Monday, March 16, 2009

El Torero, You Are So Cruel

Oh, the romanticism in bull fighting! It's a sport! It's entertainment! It's an artistic display of death! In most Spanish speaking countries, it is a great event drawing stadiums full of specators. And for many people world-wide, there is a great parallel drawn between Georges Bizet's Opera Carmen and bull fighting, for obvious reasons. Perhaps this helps to romanticize bull-fighting.

Maybe it's just me and maybe I'm being ethnocentric, but living in America, growing up as a semi-privileged middle class white kid, I can't quite grasp the concept of bull fighting as romantic. In fact, as far as I understand it, bull fighting is the rough and violent equivalent to playing with your food. It's a cruel sport. It's inhumane. Where is the entertainment in watching a poor animal, in this case, a bull, being tortured and injured until it is so weak and defenseless that it cowers before the Torero waiting for him to finally ease its pain with his shining sword? How is this considered romantic? How is this ethical?

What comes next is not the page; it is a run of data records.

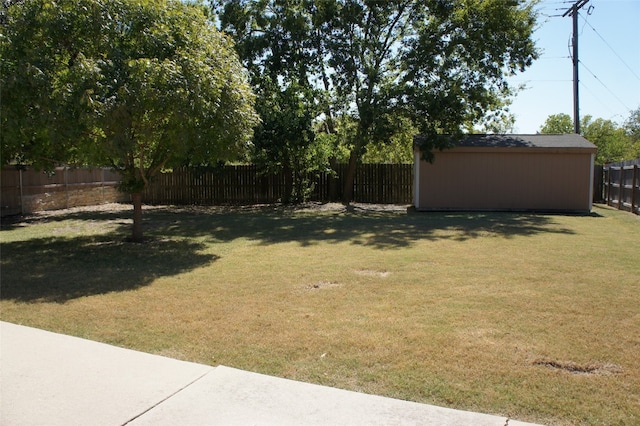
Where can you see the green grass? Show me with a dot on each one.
(535, 317)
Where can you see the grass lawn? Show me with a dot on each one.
(535, 317)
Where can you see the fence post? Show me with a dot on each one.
(21, 192)
(634, 175)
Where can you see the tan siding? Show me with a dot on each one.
(505, 179)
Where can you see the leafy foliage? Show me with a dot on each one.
(430, 65)
(138, 85)
(615, 143)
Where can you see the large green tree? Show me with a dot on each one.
(138, 85)
(440, 64)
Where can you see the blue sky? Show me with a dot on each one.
(609, 73)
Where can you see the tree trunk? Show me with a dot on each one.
(136, 199)
(347, 194)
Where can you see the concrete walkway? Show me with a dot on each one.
(52, 379)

I understand that these bulls are raised for the slaughter, but don't they deserve a humane death with as little pain and suffering as possible? Don't they deserve compassion? How can anyone justify putting a bull in a ring, teasing it, stabbing it multiple times in the neck, and making it suffer before finally killing it in the name of human entertainment? Maybe it's just because I don't understand the culture, but I can't wrap my head around bull fighting. Everything about bull fighting goes against the nature of the event. People cheer, throw roses at the Torero, clap and laugh. The Toreros are adorned with brightly colored outfits and red capes. The Picadors spear the bull in the neck with spears of vivid celebratory colors. If a person weren't paying attention to this event closely, it could be mistaken for a party, a celebration, a happy occassion. Rather, this event is the massacre of a bull.

Watching a bull bleeding, hurting, heaving its last breath as it falls to the ground is horrible. However, watching a crowd cheer and the Torero strut around celebrating his victory over the bull is worse.

I say in opposition to bull fighting, "El Torero, please stop! Grant the bulls a quick death with little suffering. El Torero, you are so cruel. Where is your compassion?"